In order to replicate these experiments you will need a working installation of R. Check [https://www.r-project.org/] if you need to download and install it.
In your R installation you also need to install the following additional R packages:
- DMwR
- performanceEstimation
- UBL
- uba
- e1071
- randomForest
- earth
- nnet
All the above packages, with the exception of uba package, can be installed from CRAN Repository directly as any "normal" R package. Essentially you need to issue the following command within R:
install.packages(c("DMwR", "performanceEstimation", UBL", "e1071", "randomForest", "earth", "nnet"))
Additionally, you will need to install uba package from a tar.gz file that you can download from [http://www.dcc.fc.up.pt/~rpribeiro/uba/].

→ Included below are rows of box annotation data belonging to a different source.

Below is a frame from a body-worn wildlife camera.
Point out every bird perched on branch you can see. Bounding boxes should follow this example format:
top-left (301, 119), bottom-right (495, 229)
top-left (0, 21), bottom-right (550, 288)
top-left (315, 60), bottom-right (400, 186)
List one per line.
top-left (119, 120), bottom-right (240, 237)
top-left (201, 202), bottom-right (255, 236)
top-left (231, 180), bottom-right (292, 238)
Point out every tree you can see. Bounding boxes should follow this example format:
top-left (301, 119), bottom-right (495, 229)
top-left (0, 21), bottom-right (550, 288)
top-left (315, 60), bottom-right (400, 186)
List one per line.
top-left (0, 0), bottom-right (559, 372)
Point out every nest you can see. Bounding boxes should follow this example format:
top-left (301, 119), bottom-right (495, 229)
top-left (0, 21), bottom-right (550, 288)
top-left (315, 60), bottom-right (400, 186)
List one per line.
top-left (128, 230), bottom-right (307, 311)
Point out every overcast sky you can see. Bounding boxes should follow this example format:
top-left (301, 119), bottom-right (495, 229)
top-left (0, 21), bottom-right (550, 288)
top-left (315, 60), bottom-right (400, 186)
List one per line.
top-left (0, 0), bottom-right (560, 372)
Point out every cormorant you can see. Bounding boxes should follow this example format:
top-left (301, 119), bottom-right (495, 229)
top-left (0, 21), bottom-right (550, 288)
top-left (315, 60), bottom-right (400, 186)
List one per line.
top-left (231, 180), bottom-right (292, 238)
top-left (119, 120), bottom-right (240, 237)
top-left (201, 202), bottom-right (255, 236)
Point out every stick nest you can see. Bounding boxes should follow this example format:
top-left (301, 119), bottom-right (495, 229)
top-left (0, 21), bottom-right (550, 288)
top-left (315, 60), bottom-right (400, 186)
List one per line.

For installing this package issue the following command within R:
install.packages("uba_0.7.7.tar.gz",repos=NULL,dependencies=T)
To replicate the figure in this repository you will also need to install the packages:
- ggplot2
- scmamp
As with any R package, we only need to issue the following command:
install.packages(c("ggplot2", "scmamp"))
Check the README file in the R_Code folder to see more detailed instructions on how to run the experiments.
[1] Branco, P. and Torgo, L. and Ribeiro R.P. (2017) "Pre-processing Approaches for Imbalanced Distributions in Regression" Special Issue on Learning in the Presence of Class Imbalance and Concept Drift. Neurocomputing Journal. (submitted).